Gallery 3
Surface Matters
Peter Bodenham / Miche Follano / Carolyn Genders / Sarah Jenkins / Hilary Mayo / Barry Stedman / Emily Stubbs / Craig Underhill / Rachel Wood
Surface when it is a clay body can be many things; earthenware, stoneware, porcelain, ball clay, china clay; then there are slips, oxides, glazes, decals, textures…the list is long. The surface of a ceramic object can convey many different messages and thus induce varying responses from us as the viewer. Unlike a painting it is usually three dimensional in form and can include deep mark making. As with sculpture, each turn reveals a different perspective that can be complex and alluring.
However, surface can also employ the peace and calm of a minimal approach, a questioning examination of textural glaze, or the arresting of senses and joy in an exuberant explosion of colour. Surfaces can consume and retain a colour through their porosity, and conversely let them shine in a glass-like glaze. There are many ways for a potter or ceramist to express their thoughts and inspirations.
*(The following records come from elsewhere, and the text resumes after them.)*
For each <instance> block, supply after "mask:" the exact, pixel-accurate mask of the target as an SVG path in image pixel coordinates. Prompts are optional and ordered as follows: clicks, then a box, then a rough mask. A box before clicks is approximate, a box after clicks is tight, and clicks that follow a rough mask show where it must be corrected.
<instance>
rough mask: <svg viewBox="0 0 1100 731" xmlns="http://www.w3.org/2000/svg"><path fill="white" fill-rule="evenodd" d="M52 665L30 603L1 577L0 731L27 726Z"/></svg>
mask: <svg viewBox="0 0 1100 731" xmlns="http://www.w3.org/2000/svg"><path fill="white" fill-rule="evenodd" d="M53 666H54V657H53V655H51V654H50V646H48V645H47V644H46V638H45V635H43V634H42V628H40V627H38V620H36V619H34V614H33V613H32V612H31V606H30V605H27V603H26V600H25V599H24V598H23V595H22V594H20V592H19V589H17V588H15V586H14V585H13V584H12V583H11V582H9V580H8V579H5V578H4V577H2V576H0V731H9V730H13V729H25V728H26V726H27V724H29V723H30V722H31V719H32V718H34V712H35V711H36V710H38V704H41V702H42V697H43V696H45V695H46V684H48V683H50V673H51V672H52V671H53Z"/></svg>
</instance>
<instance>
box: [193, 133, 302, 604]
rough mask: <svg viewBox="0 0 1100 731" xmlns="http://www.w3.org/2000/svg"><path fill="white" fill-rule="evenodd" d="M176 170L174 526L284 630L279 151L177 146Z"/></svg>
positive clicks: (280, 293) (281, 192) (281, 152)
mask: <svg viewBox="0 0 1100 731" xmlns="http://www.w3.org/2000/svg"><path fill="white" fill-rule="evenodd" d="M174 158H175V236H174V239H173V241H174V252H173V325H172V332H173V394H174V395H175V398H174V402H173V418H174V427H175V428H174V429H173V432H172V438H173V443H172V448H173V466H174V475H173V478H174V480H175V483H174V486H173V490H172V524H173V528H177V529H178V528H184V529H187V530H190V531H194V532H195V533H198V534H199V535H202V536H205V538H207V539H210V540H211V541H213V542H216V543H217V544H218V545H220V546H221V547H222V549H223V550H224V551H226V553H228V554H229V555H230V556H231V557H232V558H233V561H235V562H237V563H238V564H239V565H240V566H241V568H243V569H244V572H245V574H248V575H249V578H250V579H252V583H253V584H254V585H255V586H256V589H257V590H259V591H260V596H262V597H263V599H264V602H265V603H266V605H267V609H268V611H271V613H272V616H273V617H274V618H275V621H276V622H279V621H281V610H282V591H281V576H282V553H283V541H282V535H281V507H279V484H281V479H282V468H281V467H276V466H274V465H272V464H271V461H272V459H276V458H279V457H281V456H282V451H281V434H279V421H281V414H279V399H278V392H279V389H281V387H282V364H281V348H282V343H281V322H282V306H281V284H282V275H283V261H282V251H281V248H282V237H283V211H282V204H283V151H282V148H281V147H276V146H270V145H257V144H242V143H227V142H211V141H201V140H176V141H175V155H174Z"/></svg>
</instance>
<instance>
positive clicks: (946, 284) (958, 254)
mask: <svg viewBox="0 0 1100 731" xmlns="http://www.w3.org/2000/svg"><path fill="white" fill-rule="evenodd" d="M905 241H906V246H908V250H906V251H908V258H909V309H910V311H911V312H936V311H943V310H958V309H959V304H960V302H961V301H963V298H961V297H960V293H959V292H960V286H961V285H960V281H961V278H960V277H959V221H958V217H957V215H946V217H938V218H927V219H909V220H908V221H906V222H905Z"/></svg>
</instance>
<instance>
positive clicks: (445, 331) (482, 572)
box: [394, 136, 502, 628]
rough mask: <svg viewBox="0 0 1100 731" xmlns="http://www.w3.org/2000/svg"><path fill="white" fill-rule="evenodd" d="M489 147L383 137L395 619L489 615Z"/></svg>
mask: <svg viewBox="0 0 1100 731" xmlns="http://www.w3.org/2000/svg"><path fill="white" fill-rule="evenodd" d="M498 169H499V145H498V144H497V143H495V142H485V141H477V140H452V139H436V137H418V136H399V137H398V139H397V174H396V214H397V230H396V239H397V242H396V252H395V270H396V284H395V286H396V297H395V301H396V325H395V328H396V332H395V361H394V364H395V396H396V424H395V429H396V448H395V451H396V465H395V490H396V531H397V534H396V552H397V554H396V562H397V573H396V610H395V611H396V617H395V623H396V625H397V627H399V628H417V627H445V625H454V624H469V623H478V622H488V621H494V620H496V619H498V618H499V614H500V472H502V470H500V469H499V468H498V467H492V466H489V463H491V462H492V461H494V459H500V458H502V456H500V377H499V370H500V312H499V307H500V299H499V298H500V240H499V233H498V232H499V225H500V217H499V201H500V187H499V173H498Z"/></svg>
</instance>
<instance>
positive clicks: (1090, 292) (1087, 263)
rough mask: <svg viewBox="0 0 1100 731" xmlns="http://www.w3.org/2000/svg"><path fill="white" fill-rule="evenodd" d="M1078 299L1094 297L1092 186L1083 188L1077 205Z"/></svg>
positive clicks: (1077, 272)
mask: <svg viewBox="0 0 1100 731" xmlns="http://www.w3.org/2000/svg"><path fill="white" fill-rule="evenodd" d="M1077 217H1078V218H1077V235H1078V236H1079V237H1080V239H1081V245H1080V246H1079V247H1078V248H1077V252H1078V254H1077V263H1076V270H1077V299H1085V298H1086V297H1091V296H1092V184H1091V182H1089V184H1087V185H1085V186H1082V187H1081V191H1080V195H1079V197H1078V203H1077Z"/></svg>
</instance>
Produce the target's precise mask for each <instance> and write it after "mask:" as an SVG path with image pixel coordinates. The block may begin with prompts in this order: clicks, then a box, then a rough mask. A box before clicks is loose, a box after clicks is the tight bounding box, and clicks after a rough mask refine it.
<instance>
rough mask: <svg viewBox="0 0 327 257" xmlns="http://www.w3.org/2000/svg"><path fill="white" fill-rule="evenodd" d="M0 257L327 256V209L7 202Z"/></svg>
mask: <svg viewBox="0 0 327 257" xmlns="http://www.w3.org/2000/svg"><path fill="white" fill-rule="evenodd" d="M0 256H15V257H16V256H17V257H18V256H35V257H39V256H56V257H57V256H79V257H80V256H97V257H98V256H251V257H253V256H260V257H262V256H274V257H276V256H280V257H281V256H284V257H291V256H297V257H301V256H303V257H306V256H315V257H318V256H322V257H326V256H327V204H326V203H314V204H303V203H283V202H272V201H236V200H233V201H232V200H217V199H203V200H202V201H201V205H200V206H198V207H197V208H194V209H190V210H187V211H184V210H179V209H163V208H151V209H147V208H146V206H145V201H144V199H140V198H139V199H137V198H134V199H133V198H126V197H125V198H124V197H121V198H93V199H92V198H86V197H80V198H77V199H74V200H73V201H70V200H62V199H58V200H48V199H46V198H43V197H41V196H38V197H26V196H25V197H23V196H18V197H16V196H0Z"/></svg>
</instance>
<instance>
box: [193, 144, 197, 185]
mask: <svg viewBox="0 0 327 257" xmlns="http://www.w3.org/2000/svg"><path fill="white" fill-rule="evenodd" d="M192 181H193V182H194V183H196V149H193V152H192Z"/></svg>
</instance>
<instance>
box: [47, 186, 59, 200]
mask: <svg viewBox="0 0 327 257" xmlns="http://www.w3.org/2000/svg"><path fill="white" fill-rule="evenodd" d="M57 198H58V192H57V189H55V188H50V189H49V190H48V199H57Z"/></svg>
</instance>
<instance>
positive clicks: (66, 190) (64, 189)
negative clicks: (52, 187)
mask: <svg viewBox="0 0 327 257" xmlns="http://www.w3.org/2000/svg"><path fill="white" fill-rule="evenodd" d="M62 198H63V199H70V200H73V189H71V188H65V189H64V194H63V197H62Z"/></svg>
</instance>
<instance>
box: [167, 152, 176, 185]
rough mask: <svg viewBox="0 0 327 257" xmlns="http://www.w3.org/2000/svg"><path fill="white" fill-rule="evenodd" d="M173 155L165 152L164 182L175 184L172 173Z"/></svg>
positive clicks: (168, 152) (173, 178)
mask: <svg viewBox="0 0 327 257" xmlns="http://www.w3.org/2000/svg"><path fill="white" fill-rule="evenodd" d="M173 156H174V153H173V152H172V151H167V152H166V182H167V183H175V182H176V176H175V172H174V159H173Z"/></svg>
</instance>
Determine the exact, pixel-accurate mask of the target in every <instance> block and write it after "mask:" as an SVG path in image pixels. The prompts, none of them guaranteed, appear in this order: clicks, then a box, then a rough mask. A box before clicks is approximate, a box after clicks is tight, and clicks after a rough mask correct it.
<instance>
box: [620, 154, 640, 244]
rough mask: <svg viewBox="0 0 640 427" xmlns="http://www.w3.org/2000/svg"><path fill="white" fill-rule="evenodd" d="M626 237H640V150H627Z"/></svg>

In this exhibition we see the work of nine ceramicists for whom the surface becomes in effect their canvas. In most, but not all cases, a three-dimensional form that combines their mastery of making, and subsequent glazing and decoration to stunning decorative effect. There is something about the way things work on the surface of ceramic that it somehow doesn’t on a canvas. There is a directness and life to the decoration that has nuances hard to achieve on a more traditional painters’ surface. Some of the artist-makers here also use a two-dimensional surface to explore their ideas, and examples can be seen alongside their ceramic work – it’s a fascinating juxtaposition.
In essence Surface Matters explores a painterly approach to decorating a ceramic form; essentially using, mainly but not exclusively, a vessel as a three-dimensional canvas. Unlike a painting the imagery flows around the piece and reconnects with itself in a harmonious whole.